Editor's Note: This is day 7 of the Kansas Wheat Harvest Reports, brought to you by the Kansas Wheat Commission, Kansas Association of Wheat Growers and the Kansas Grain and Feed Association.

The short-term weather forecast is leaving Kansas wheat farmers saying, “rain, rain, stay away.”

Moisture levels remain a key determining factor of when and where farmers are able to combine and, with storms in the forecast, farmers are cutting the fields they can ahead of the arrival of the impending front.

Jacquelyne Leffler is the CEO of Leffler Prime Performance in Americus.

She reported farmers in Lyon County in eastern Kansas have been battling higher moisture due to increased humidity but still are finding dry enough fields to cut.

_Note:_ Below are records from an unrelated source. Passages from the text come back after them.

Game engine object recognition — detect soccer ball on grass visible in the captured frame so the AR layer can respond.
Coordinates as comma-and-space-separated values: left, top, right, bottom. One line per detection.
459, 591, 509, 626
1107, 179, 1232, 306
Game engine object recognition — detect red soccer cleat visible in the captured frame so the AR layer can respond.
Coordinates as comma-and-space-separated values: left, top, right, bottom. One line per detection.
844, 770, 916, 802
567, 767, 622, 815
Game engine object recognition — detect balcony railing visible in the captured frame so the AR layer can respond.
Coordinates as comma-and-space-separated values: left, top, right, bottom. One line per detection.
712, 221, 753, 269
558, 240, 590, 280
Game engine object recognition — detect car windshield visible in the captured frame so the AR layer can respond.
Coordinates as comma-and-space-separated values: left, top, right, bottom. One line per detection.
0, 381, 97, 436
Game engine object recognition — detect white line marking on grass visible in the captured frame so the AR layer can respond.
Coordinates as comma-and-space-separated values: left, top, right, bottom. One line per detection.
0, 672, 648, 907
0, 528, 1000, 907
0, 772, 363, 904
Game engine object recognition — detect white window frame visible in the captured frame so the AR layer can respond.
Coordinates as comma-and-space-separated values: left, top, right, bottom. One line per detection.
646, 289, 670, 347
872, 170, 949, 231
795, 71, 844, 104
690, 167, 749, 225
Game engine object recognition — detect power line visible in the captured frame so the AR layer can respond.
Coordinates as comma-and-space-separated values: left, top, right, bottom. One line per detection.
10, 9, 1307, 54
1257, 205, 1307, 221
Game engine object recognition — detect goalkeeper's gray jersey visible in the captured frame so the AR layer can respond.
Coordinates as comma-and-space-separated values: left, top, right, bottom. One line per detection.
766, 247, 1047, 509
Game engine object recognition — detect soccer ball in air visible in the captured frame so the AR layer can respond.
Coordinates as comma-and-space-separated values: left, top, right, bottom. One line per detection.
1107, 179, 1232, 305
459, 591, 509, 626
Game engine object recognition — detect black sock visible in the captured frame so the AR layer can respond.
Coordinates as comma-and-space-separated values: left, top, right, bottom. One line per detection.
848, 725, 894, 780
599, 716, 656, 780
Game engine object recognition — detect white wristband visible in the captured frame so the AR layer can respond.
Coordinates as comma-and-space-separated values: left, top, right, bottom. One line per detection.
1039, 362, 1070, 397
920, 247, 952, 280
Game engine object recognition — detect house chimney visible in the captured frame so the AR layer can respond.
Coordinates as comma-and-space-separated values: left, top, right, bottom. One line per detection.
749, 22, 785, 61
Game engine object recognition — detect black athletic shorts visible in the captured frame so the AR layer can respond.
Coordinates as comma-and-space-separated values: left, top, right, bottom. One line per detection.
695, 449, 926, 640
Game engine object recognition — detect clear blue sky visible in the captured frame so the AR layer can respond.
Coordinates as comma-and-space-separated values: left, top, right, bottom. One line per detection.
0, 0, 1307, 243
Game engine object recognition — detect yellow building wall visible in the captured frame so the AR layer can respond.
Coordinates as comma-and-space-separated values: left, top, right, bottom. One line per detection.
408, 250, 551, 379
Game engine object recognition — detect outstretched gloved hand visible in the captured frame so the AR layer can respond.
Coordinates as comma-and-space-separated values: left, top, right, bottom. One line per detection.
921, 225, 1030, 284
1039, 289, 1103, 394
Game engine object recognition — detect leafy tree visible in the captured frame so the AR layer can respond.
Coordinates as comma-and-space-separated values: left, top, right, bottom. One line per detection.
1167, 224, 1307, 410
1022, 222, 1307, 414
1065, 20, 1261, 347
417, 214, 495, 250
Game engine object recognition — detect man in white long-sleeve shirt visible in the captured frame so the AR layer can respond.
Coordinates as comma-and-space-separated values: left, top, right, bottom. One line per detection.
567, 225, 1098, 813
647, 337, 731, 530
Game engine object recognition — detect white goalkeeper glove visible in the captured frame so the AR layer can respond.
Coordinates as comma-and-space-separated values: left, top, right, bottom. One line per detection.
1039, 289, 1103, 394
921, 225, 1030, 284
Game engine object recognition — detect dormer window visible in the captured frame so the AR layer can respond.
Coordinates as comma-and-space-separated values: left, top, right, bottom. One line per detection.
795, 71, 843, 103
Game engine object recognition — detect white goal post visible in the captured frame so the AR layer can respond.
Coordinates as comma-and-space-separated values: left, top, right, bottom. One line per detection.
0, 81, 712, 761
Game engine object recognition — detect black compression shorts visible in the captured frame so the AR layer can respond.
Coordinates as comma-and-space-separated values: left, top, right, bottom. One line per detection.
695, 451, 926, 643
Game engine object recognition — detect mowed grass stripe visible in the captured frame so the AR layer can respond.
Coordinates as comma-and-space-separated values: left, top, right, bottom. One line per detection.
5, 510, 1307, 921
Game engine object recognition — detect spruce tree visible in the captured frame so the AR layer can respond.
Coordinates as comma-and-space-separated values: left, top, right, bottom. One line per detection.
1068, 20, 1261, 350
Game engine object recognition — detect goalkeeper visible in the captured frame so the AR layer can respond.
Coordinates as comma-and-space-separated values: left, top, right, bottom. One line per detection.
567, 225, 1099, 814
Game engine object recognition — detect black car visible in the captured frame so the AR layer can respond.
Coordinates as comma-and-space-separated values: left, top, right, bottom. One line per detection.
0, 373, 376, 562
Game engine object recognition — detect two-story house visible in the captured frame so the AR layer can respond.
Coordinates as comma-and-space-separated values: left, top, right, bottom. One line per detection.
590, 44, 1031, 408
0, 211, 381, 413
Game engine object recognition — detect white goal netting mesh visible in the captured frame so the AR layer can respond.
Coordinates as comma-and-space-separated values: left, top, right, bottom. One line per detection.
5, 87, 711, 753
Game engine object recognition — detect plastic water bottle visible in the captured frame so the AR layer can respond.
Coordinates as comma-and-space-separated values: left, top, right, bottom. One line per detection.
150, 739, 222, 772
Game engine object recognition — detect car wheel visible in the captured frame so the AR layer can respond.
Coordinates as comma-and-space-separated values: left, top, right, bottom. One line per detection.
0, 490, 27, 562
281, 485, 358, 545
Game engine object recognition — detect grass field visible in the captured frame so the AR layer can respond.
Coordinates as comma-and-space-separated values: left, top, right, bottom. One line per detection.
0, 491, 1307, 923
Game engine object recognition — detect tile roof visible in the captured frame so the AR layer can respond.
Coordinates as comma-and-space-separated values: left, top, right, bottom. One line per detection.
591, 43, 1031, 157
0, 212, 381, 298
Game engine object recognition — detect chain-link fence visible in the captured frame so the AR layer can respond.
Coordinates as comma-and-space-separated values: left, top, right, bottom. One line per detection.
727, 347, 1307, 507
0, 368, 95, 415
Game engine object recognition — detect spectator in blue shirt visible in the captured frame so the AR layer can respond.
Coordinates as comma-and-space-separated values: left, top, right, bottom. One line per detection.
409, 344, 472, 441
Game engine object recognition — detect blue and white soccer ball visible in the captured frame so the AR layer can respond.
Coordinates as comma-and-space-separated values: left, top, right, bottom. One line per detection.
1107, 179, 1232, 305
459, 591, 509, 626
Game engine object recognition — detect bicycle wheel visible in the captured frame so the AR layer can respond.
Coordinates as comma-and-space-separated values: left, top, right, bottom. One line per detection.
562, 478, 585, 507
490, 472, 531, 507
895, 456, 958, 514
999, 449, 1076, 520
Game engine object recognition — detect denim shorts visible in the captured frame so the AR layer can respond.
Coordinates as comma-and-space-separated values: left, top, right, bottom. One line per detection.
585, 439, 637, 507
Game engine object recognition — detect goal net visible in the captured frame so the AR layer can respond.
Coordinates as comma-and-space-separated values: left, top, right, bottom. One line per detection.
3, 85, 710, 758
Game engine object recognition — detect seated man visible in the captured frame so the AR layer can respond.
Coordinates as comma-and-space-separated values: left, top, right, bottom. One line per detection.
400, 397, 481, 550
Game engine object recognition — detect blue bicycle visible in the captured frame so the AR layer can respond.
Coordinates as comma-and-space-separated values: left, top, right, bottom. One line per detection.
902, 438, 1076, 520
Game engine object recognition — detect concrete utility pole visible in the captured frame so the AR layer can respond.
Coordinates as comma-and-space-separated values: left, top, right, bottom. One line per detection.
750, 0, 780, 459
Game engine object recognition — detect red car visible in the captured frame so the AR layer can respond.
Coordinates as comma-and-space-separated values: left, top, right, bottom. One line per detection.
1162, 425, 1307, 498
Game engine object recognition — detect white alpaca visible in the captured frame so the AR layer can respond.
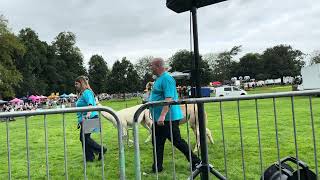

She noted a lot of green stems on ripe wheat as fungicide applications kept plants healthy and alive.

But, even on fields where no fungicide was applied, grain moisture content has been slow to dry down, delaying combining.

Producers in the area are eager to harvest their wheat, so wheat stubble can be double-cropped into soybeans.

Leffler reported yields ranging from zero to 60 bushels per acre as some wheat succumbed to too much moisture in the final weeks before harvest.

Proteins are ranging from 9.5% to 12.5%.

Kylo Heller, who farms in Lincoln County in central Kansas, is seeing better wheat than he expected.

He reported yields from the high 60s to low 70s with test weights ranging from 60 to 65 pounds per bushel.

He applies nitrogen to help improve protein levels and shared that the local elevator is evaluating wheat loads in the area, ranging from 11% to 12% protein.

Heller said the area did see significant presence of stripe rust, but fungicide applications and selection of resistant varieties kept most of the damage at bay.

He reported early signs of yellow spot and wheat streak mosaic virus, but nothing that put undue pressure on the wheat crop.

Tyler Ediger, who farms and produces seed wheat with his family in Meade County, also reported yields are above average, mostly due to timely rains received throughout the growing season.

His protein is highly variable, ranging from 9.5% to 13% with test weights between 60 and 65 pounds per bushel.

Ediger is halfway through harvest, depending on any rain delays.